In [1], the basic architecture of the proposed WIDAR correlator for the EVLA was presented. In that document so-called recirculation is used to provide very high spectral resolution when correlating narrow bandwidths. This capability was included in the design by request of NRAO at the April 7-8, 2000 meeting in Penticton. The use of recirculation significantly improves the narrowband spectral line capability of the correlator, but it does come at an additional cost in terms of design complexity and performance demands on the correlator. This memo will investigate recirculation in more detail so that a more thorough understanding of the additional complexities and limitations of this method can be obtained.

# **Recirculation Architecture**

Figure 1 is a block diagram of the station-based recirculation architecture. Each Baseline Board has 16 of these—8 for the 'X' antenna inputs, and 8 for the 'Y' antenna inputs. These are the "Rx/RMEM phi-gen Blocks' described in [1]. The controller will probably be implemented in a single FPGA (Xilinx Virtex-E<sup>1</sup>) and each of the memories is a chip in a 100 pin LQFP package. With double-sided surface mount boards, each of the blocks shown in Figure 1 would occupy a small amount of board space and it therefore seems feasible at this stage to include 16 of them on every Baseline Board. Depending on the

<sup>&</sup>lt;sup>1</sup> These devices come packed with features that make them ideally suited for interfacing to DDR SDRAMs at high data rates.





total number of lags being generated, the real-time sample rate, and the size of the correlator chip, one controller can handle the entire lag correlation or just one section of the total lags—the other sections being handled by other controllers in other sub-band correlators [1]. Not shown is a small SRAM needed for the delay-to-phase lookup table for very fine delay tracking.



From Station Boards

**Figure 1** Block diagram of the basic recirculation architecture for one station on a Baseline Board. There are potentially 16 of these on every Baseline Board—8 'X' station controllers and 8 'Y' station controllers. The controller receives and synchronizes SDATA and control signals coming from the Station Boards. Data and quantized phase is alternately written to memory banks implemented with 2M x 32 DDR SDRAM (Double Data Rate Synchronous Dynamic RAM). When data is being written to one RAM bank, data is being burst at the high sample rate and fed to the correlator chips from the other RAM bank.

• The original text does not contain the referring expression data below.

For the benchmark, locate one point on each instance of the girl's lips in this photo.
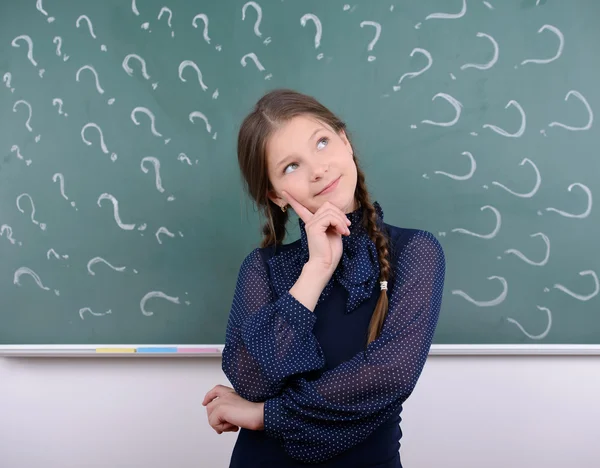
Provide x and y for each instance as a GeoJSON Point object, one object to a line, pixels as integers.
{"type": "Point", "coordinates": [330, 187]}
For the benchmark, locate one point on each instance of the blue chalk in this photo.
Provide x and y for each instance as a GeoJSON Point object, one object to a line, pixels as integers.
{"type": "Point", "coordinates": [152, 349]}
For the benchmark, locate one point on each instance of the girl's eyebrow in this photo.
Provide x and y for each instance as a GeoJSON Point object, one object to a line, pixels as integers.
{"type": "Point", "coordinates": [290, 156]}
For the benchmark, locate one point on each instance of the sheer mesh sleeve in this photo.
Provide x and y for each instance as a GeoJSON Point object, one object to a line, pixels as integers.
{"type": "Point", "coordinates": [318, 419]}
{"type": "Point", "coordinates": [267, 339]}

The maximum number of bursts that can be performed—and therefore the "lag-length multiplication factor"—is the ratio of the high sample rate to the current real-time sample rate. Double buffering is a necessary part of the design and ensures that only single-port RAM is required—enabling the use of high capacity dynamic RAM.

Data is alternately written into the memory banks and the bank that is full of data is burst at the high rate with varying start addresses into the correlator chips. Once each data burst into the correlator chips is complete, the correlator chips must be dumped and stored. With a 2M word burst, at 256 MHz clock rate, the correlator chips must be dumped every 8 milliseconds. This is a high performance dump requirement and so it would seem that the memory should not be any smaller than 2M. The controller chip will also generate 4-bit quantized phase from the phase (PHASEMOD) and delay models (DELAYMOD—for fractional sample delay tracking) that it receives. Phase is generated





in real time and written into the recirculation memory bank with the data. This eliminates complicated rewind control of the phase generators and ensures that precise phase for each sample is available. Because of the presence of phase data, the number of basebands that recirculation can be performed on is limited to 4 (i.e. 4 x [4-bit data + 4-bit phase])—unlikely to be a practical restriction on the correlator's capability. If recirculation is not active then the memory banks are not used and data and generated phase is sent directly to the correlator chips.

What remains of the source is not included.